Well, astronomers finally did it. Nearly 100 years ago, Albert Einstein’s theory of General Relativity predicted that black holes should exist. Although it took until the 1960’s for someone like physicist John Wheeler to coin the name ‘black hole’ the study of these enigmatic objects became a cottage industry in theoretical physics and astrophysics. In fact, for certain kinds of astronomical phenomena such as quasars and x-ray sources, there was simply no other explanation for how such phenomena could generate so much energy in such an impossibly small volume of space. The existence of black holes was elevated to a certainty during the 1990s as studies of distant galaxies by the Hubble Space Telescope turned in tons of data that clinched the idea that the cores of most if not all galaxies had them. In fact, these black holes contained millions or even billions of times the mass of our sun and were awarded a moniker all their own: supermassive black holes. But there was still one outstanding problem for these versatile engines of gravitational destruction: Not a single one had ever been seen. To understand why, we have to delve rather deeply into what these beasties really are. Hang on to your seats!
General relativity is the preeminent theory of gravity, but it is completely couched in the language of geometry – in this case the geometry of what is called our 4-dimensional spacetime continuum. You see, in general relativity, what we call space is just a particular feature of the gravitational field of the cosmos within which we are embedded rather seamlessly. This is all well and good, and this perspective has led to the amazing development of the cosmological model called Big Bang theory. Despite this amazing success, it is a theory not without its problems. The problems stem from what happens when you collect enough mass together in a small volume of space so that the geometry of spacetime (e.g. the strength of gravity) becomes enormously curved.
The very first thing that happens according to the theory is that a condition in spacetime called a Singularity forms. Here, general relativity itself falls apart because density and gravity tend towards infinite conditions. Amazingly according to general relativity, and proved by the late Stephen Hawkins, spacetime immediately develops a zone surrounding the Singularity called an event horizon. For black holes more massive than our sun, the distance in kilometers of this spherical horizon from the Singularity is just 2.9 times the mass of the black hole in multiples of the sun’s mass. For example, if the mass of a supermassive black hole is 6.5 billion times the mass of our sun, its event horizon is at 6.5 billionx2.9 or 19 billion kilometers. Our solar system has a radius of only 8 billion km to Pluto, so this supermassive black hole is over twice the size of our solar system!
Now the problem with event horizons is that they are one-way. Objects and even light can travel through them from outside the black hole, but once inside they can never return to the outside universe to give a description of what happened. However, it is a misunderstanding to say that black holes ‘suck’ as the modern colloquialism goes. They are simply points of intense gravitational force, and if our sun were replaced by one very gently, our Earth would not even register the event and continue its merry way in its orbit.

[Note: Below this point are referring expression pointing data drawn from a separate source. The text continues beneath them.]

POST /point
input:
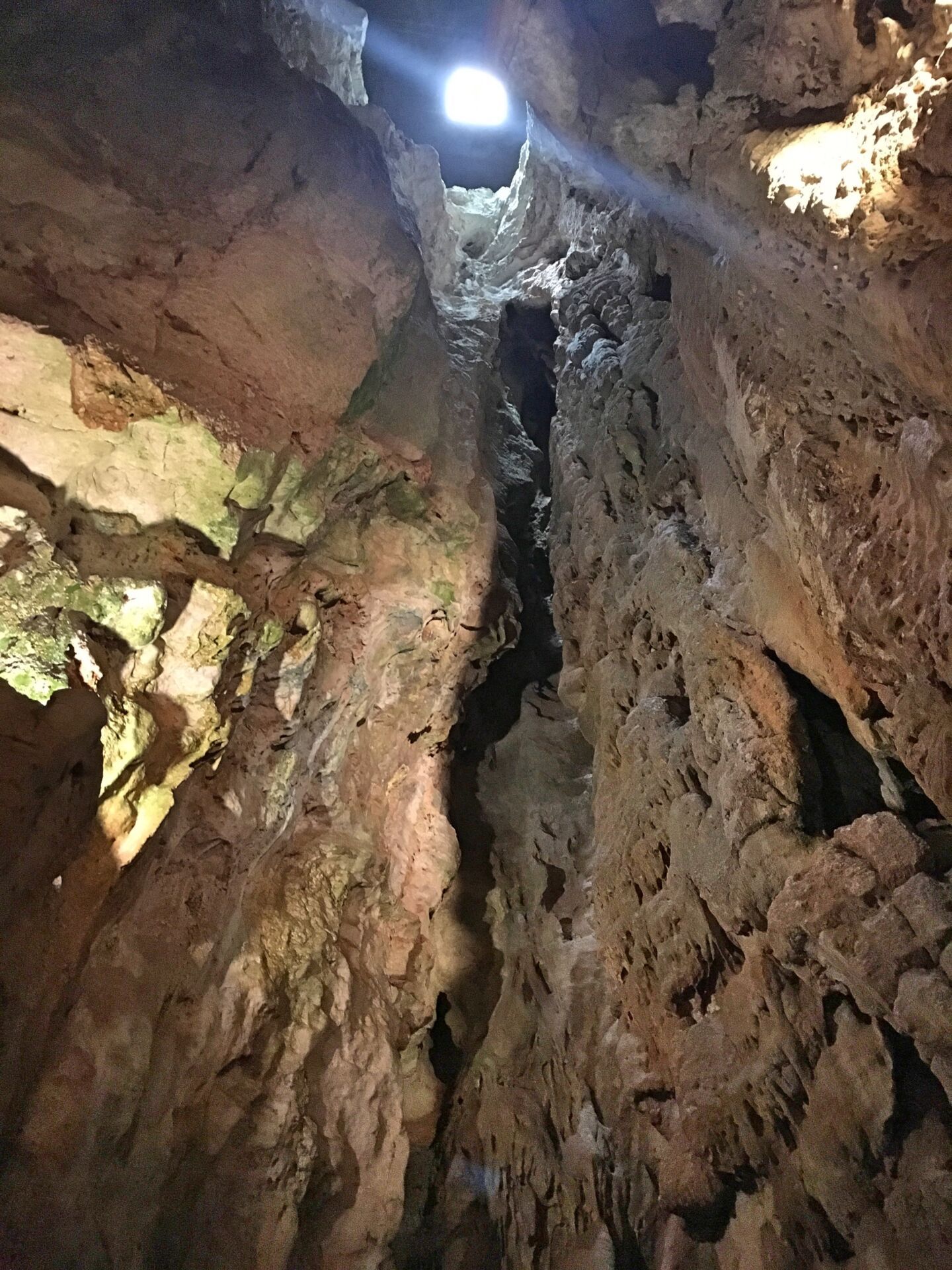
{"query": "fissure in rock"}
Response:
(475, 683)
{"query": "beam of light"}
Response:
(682, 211)
(476, 98)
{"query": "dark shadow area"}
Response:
(636, 45)
(848, 781)
(446, 1056)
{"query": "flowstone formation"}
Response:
(474, 667)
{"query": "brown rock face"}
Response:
(325, 943)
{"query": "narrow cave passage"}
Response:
(333, 934)
(526, 362)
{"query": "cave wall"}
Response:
(247, 526)
(314, 952)
(724, 1032)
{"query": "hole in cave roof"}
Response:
(412, 48)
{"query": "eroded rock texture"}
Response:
(750, 552)
(342, 926)
(247, 526)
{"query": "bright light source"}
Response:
(476, 98)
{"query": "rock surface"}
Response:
(325, 943)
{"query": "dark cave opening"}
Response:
(446, 1056)
(847, 780)
(635, 44)
(850, 783)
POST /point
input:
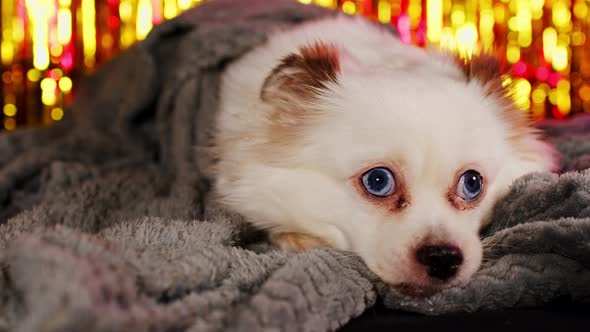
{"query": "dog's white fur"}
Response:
(391, 104)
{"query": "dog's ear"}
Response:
(525, 138)
(302, 77)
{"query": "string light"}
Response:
(541, 41)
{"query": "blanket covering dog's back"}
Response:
(105, 222)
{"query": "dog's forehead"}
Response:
(443, 129)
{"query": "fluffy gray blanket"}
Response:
(105, 224)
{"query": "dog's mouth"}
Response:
(414, 290)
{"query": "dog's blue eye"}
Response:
(470, 185)
(379, 182)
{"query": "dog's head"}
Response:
(399, 164)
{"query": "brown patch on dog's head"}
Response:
(299, 80)
(302, 76)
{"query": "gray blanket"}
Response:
(105, 222)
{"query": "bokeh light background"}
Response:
(48, 45)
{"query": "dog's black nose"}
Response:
(441, 262)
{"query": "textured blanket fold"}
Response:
(105, 222)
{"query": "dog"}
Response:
(336, 134)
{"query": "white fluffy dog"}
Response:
(336, 134)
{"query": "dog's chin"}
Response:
(415, 290)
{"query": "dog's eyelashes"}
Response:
(470, 185)
(379, 181)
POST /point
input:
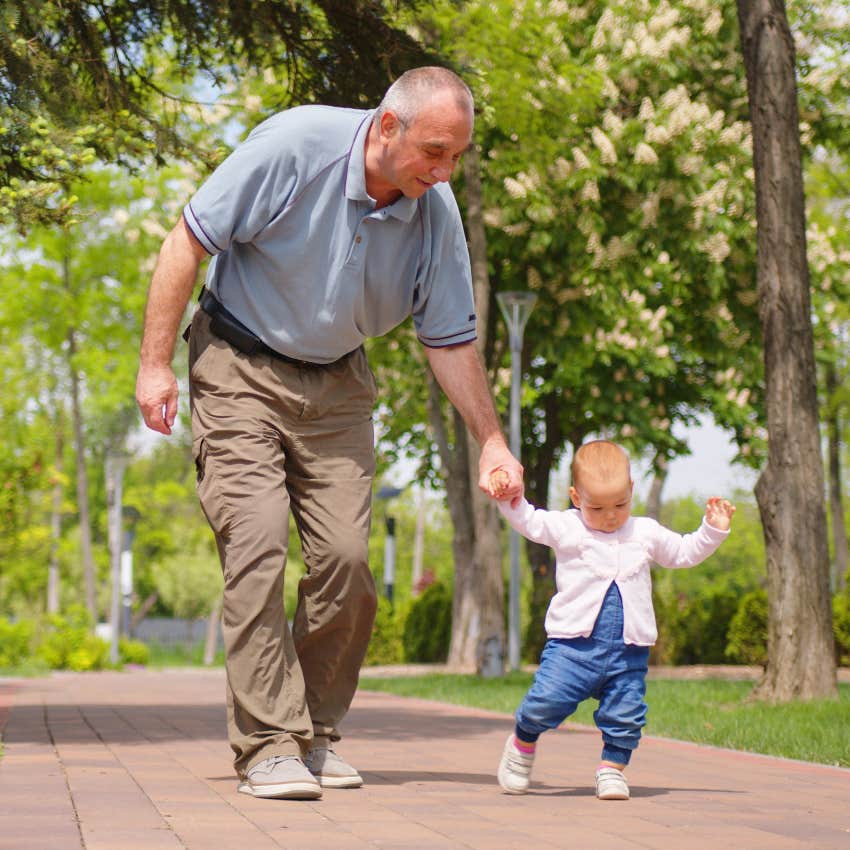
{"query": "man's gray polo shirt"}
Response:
(303, 258)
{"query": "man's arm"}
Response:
(459, 372)
(171, 287)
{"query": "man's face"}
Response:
(426, 151)
(605, 505)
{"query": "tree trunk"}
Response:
(836, 502)
(213, 624)
(55, 522)
(659, 478)
(541, 561)
(418, 543)
(478, 627)
(82, 482)
(790, 490)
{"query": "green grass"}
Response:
(708, 711)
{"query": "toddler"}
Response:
(600, 622)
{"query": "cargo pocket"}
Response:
(199, 455)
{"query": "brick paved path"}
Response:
(120, 761)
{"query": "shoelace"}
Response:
(519, 762)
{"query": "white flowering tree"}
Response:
(614, 172)
(617, 183)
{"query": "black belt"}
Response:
(226, 326)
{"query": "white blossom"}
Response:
(514, 188)
(647, 110)
(658, 134)
(590, 191)
(580, 159)
(717, 247)
(645, 155)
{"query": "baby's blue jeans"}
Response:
(600, 666)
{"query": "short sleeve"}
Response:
(245, 192)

The astrophysicist’s frustration is that it has never been possible to take a look at what is going on around the event horizon…until April 10, 2019.
Researchers using the radio telescope interferometer system called the Event Horizon Telescope were able to synthesize an image of the surroundings of the supermassive black hole in the quasar-like galaxy Messier-87 – also known as Virgo A by early radio astronomers after World War II, and located about 55 million light years from Earth. They combined the data from eight radio telescopes scattered from Antarctica to the UK to create one telescope with the effective diameter of the entire Earth. With this, they were able to detect and resolve details at the center of M-87 near the location of a presumed supermassive black hole. This black hole is surrounded by a swirling disk of magnetized matter, which ejects a powerful beam of plasma into intergalactic space. It has been intensively studied for decades and the details of this process always point to a supermassive black hole as the cause.
Beginning in 2016, several petabytes of data were gathered from the Event Horizon Telescope and a massive press conference was convened to announce the first images of the vicinity of the event horizon. Surrounding the black shadow zone containing the event horizon was a clockwise-rotating ring of billion-degree plasma traveling at nearly the speed of light. When the details of this image were compared with supercomputer simulations, the mass of the supermassive black hole could be accurately determined as well as the dynamics of the ring plasma. The round shape of the event horizon was not perfect, which means that it is a rotating Kerr-type black hole. The darkness of the zone indicated that the event horizon did not have a photosphere of hot matter like the surface of our sun, so many competing ideas about this mass could be eliminated. Only the blackness of a black hole and its compact size now remain as the most consistent explanation for what we are ‘seeing’. Over time, astronomers will watch as this ring plasma moves from week to week. The next target for the Event Horizon Telescope is the four million solar mass black hole at the center of the Milky Way called Sgr-A*. Watch this space for more details to come!!
We have truly entered a new world in exploring our universe. Now if someone could only do something about dark matter!!!